If you have a lot of files, I suggest using Windows' Files and Settings Transfer Wizard. It's a Windows XP utility (you can find it in Start, All Programs, Accessories, System Tools) that lets you copy all sort of stuff to a new computer, including system settings, e-mail files, and your documents, music, and pictures. If your old computer is a Windows XP machine, start the wizard there first and follow its directions. If your old computer predates Windows XP, then run the wizard on the new XP system first, and it will help you copy the wizard to the old computer to complete the transfer. The wizard can transfer data via a serial connection cable, removable memory cards, a CD-R, or a home network.

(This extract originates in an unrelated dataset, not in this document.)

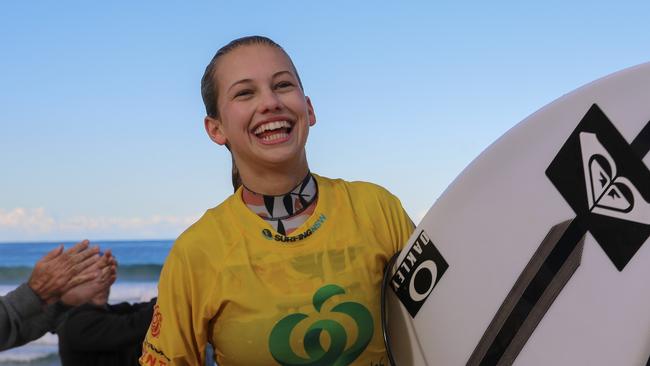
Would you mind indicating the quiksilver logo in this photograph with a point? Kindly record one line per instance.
(418, 273)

If you don't want to use the wizard built into Windows, don't worry; there are other strategies to try:
- My favorite way to copy data is to connect the computers to a network and just drag and drop folders between them.
- If your old computer has a CD-R drive, you've undoubtedly been using it to back up your photos in 650MB to 700MB increments. You can use those backups to move your photos (along with data files you may have backed up) to the new system, although it will not be as easy as using a network connection.
- As a last resort, you can install the hard drive from your old computer as a temporary addition to the new PC; it will show up as another logical volume with its own drive letter. From there, just drag and drop your files to the new drive's My Pictures folder, then remove the old hard disk when you're done transferring files. Of course, you must handle the drive with care during the process; thumps and bumps have sent more hard drives to the data graveyard than any other mishap.
Whatever method you choose, you can probably avoid the expense of an external hard drive just to copy some files to a new PC. Good luck!